Every day in America, nearly every hour of the day, thousands upon thousands of informal Alcoholics Anonymous groups meet for an hour in church halls, school cafeterias and every other meeting place imaginable. Of the more than 12 million estimated sufferers of alcoholism, approximately 5 million attend at least one meeting a year, with close to two million attending regularly. As in the group I attended, late in the afternoon on Super Sunday, they are as demographically diverse as America: young and old; all races and creeds; professionals, blue collar and unemployed; rich and poor; male and female, single and married, gay and straight. They share a need for support and understanding as they battle one of the most pernicious and destructive of diseases, and also something else: caring. Everybody listens, everybody empathizes, everybody cares….even though they are relative strangers, and even though every meeting brings a slightly different group.
It is remarkable, and it is inspiring.
The group talks about how the stresses of life are the triggers that can destroy sobriety, and with it health, families, careers, and lives. “Life isn’t long enough for all the misery in it, ” one cheerful elderly man said. Being angry, lonely, tired, frustrated, aggravated, hurt, grieving, frightened…all of these feelings and more can cause a dreaded relapse—-the same conditions, not coincidentally, that lead to good people doing unethical things. The solution, along with following A.A. founder Bill Wilson’s iconic Twelve Steps, is an ethics potpourri: respect, caring, mutual support, selflessness, empathy, humility, responsibility, diligence, patience, accountability, courage, and personal growth. Caring most of all; the members all recognize part of themselves in every sufferer, and in helping the others, know that they are helping themselves as well.

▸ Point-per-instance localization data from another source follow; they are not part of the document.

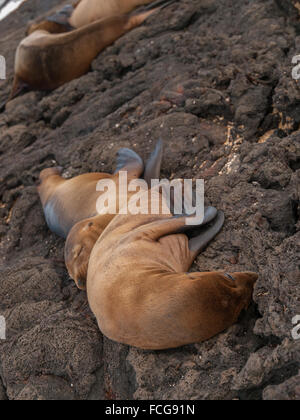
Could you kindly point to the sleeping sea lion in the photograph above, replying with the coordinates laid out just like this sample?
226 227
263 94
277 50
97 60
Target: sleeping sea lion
140 290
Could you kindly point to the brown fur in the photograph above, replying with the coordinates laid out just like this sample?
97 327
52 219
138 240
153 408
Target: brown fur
88 11
140 291
46 61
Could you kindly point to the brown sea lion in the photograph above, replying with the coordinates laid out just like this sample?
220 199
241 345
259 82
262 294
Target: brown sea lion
84 234
54 24
69 201
88 11
141 293
46 61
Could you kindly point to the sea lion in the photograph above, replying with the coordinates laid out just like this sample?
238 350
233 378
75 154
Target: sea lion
88 11
68 201
54 24
141 293
84 234
46 61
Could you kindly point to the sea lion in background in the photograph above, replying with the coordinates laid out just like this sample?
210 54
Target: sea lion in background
141 294
46 61
88 11
54 24
84 234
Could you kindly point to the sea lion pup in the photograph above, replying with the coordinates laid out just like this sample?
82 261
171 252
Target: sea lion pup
46 61
88 11
84 234
54 24
68 201
141 293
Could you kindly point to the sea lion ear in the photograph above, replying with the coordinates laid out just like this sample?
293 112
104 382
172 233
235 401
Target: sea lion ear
153 165
128 160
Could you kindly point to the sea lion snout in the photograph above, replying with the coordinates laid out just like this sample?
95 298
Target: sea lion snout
78 248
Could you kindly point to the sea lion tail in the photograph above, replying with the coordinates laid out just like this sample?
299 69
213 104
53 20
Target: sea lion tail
153 165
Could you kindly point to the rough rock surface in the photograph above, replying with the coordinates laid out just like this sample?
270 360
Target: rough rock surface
213 78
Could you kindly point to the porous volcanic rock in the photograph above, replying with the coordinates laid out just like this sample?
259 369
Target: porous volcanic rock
213 78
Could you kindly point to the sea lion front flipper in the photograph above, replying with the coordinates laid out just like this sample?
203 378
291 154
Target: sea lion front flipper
197 244
153 165
128 160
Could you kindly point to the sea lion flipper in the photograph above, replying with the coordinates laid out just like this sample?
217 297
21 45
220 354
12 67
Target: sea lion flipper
128 160
159 4
153 165
197 244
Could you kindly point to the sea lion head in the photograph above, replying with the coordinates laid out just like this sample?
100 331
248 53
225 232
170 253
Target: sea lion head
78 248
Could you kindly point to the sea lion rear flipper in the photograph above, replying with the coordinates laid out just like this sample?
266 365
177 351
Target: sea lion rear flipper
153 165
175 225
128 160
197 244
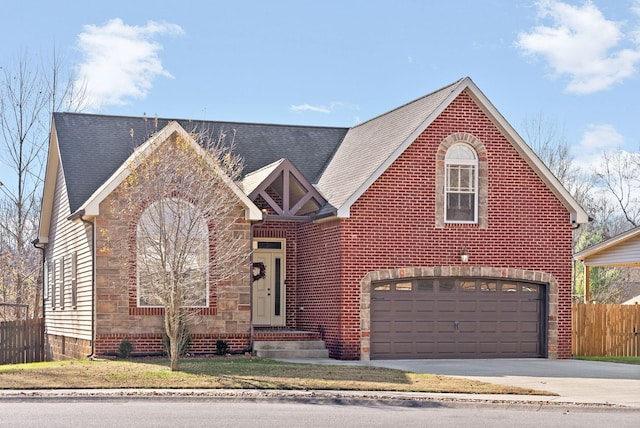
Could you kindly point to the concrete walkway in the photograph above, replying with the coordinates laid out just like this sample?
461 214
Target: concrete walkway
575 381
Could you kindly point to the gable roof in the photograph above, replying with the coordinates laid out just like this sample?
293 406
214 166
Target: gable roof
341 162
371 147
620 250
92 147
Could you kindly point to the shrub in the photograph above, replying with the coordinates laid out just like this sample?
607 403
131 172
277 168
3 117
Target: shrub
221 347
125 349
185 341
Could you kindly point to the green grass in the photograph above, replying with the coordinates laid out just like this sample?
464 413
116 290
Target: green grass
623 360
235 373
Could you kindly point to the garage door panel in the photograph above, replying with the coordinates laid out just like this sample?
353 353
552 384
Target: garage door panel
467 306
424 327
503 320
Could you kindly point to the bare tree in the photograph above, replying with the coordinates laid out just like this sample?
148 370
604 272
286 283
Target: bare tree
185 219
28 94
549 142
619 176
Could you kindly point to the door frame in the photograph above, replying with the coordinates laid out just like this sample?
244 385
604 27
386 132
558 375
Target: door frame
275 320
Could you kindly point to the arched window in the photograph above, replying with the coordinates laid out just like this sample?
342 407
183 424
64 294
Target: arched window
461 184
172 255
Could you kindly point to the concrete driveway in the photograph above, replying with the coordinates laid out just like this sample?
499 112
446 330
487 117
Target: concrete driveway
574 381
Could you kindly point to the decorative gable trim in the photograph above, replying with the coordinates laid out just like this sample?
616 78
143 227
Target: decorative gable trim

As I sat in the hall, listening to the funny, wise, sometimes heartbreaking stories of the alcoholics, some sober for months and years, some only for a day or two, I was stunned by how clearly that small room with folding chairs was a microcosm of a healthy and ethical society. Ethics, after all, is only learned conduct that we know will make existence better for everyone if we can embrace it, and in making a better world for the rest, we make a better life for ourselves. I thought about how powerful the spirit, compassion and determination to succeed as a group—Number One in the A.A. “traditions” is “Our common welfare should come first; personal recovery depends upon A.A. unity”—could be if it could be applied to living a more honest, selfless, fair and kind life, and actively helping our friends and neighbors do the same. People are driven to A.A. by desperation, to save lives and marriages and jobs when all else may have failed, and they often discover better ways to live, love and treat others as well as new resources to conquer their addiction. The A.A. method and spirit would also work as well, I believe, if the illnesses it was focused upon was habitual dishonesty, meanness, incivility, and greed. Experiencing an Alcoholics Anonymous meeting is to see how wonderfully caring and wise human beings can be, how devoted to a group’s well-being, when they are sufficiently motivated. If this much goodness and mutual respect can overcome alcoholism, it can overcome almost anything. Disrespectfulness? A snap. Untrustworthiness?
Piece of cake.
I urge everyone to find an open AA meeting in your community; there is probably one this week, less than ten minutes away. Spend an hour there for two important reasons, both supremely ethical. The first is to make a serious effort to educate yourself about alcoholics, what they endure, how widespread the disease is, and how wrong, cruelly wrong, the archaic notions of character flaws and weak wills are concerning those who suffer from it. These are not weak people, but rather loving and brave people, and someone very much like them is in your life, whether you realize it or not. You owe it to them not to be ignorant, but understanding, and empathetic.
The second reason is to see and hear what I did, and think about how the ways of Alcoholics Anonymous could lead the non-drinkers among us to more ethical lives.
Liars Anonymous? Cheaters Anonymous? Incivility Anonymous? Spineless Politicians Anonymous? Unethical Bastards Anonymous?
Don’t laugh. I’m thinking about them all.